Another tradition that was certainly expanded on by the refugees – those who came unwillingly as slaves – was the Sunday dancing in what was then known as Congo Place and is now Congo Square. Located between St. Peter and St. Ann on North Rampart, as it always has been, Congo is a park with a rich and ongoing history. I could go on about the cultural and social issues swirling around the dancing – which was probably very much like a combination of Voudon celebration and Mardi Gras parade – but I think Liliane Crete’s description from her book Daily Life in Louisiana 1815-1830 does it far more justice than I ever could:
In New Orleans, Sunday was a day of relaxation, even for the slaves. Dressed in their finest, they gathered by the hundreds under the sycamores in Congo Place, and from early afternoon until nightfall they danced to the rhythm of tom-toms and crude string instruments. The dances were lively and fast paced, with quick steps and many pirouettes…
The slaves danced barefoot on the grass, as the civic guard looked on from a discreet distance and a horde of white spectators pressed around the gates of the square, their faces registering a mixture of amusement, astonishment, shock, scorn and indulgence. The African rhythms and dances were obviously not to everyone’s taste, and some of the Americans in the crowd must have looked on the scene as a display of savagery that no one but a black – or a Creole – could either savor or condone…
According to contemporary accounts, the great majority of the dancers in Congo Square were of pure African extraction. Latrobe* saw “hardly a dozen café-au-lait faces in the crowd.” Quadroons, mulattoes, and most of the Creole blacks regarded these Sunday revels as beneath them, and American blacks were rarely in evidence – partially out of deference to the opinion of the Creole blacks, partially out of fear of their Protestant masters’ disapproval. From the Protestant point of view, it was a sin to dance on the Lord’s Day or to sing anything other than hymns.

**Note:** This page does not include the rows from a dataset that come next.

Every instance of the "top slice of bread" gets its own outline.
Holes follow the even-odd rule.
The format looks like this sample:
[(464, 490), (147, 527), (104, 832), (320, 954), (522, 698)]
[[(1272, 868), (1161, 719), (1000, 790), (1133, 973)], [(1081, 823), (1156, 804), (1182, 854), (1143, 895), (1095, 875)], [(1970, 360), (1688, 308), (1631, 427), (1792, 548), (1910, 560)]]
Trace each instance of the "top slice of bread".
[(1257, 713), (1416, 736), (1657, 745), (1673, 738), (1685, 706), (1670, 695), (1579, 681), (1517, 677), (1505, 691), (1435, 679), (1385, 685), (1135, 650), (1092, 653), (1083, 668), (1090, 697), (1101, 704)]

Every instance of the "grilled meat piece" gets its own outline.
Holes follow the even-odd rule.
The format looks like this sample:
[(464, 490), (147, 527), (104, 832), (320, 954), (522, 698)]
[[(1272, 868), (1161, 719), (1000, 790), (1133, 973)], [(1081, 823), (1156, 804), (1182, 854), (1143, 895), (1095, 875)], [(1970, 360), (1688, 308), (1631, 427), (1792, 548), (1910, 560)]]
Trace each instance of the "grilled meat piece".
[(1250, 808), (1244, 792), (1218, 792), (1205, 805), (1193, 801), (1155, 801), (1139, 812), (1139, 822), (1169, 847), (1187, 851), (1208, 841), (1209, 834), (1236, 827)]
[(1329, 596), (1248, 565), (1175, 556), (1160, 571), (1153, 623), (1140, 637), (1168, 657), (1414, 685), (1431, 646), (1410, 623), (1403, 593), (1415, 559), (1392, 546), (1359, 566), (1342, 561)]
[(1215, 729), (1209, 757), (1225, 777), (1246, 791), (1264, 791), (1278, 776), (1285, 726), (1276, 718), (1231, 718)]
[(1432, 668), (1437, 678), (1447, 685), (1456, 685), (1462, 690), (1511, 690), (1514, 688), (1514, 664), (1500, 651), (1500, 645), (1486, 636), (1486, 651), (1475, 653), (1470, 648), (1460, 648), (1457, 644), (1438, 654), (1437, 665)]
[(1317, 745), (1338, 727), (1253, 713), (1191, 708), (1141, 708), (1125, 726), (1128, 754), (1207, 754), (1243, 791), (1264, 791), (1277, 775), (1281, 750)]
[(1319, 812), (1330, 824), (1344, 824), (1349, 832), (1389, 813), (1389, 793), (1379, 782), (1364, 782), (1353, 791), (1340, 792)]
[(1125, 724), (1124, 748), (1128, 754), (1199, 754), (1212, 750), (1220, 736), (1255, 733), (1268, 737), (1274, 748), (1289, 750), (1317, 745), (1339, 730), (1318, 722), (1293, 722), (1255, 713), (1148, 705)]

* Benjamin H. Latrobe was an architect from the east coast who visited New Orleans between 1818 and 1820. He later wrote a heavy-on-the-snark memoire of his experience entitled Impressions Respecting New Orleans: Diary and Sketches
And I will leave you with that, mes amis. Bon Mardi Gras ~
Header: Congo Square in 2006
2 comments:
So much history in NOLA, Pauline... Bon Mardi Gras!
It's the coolest place in the world. Really. A tu aussi!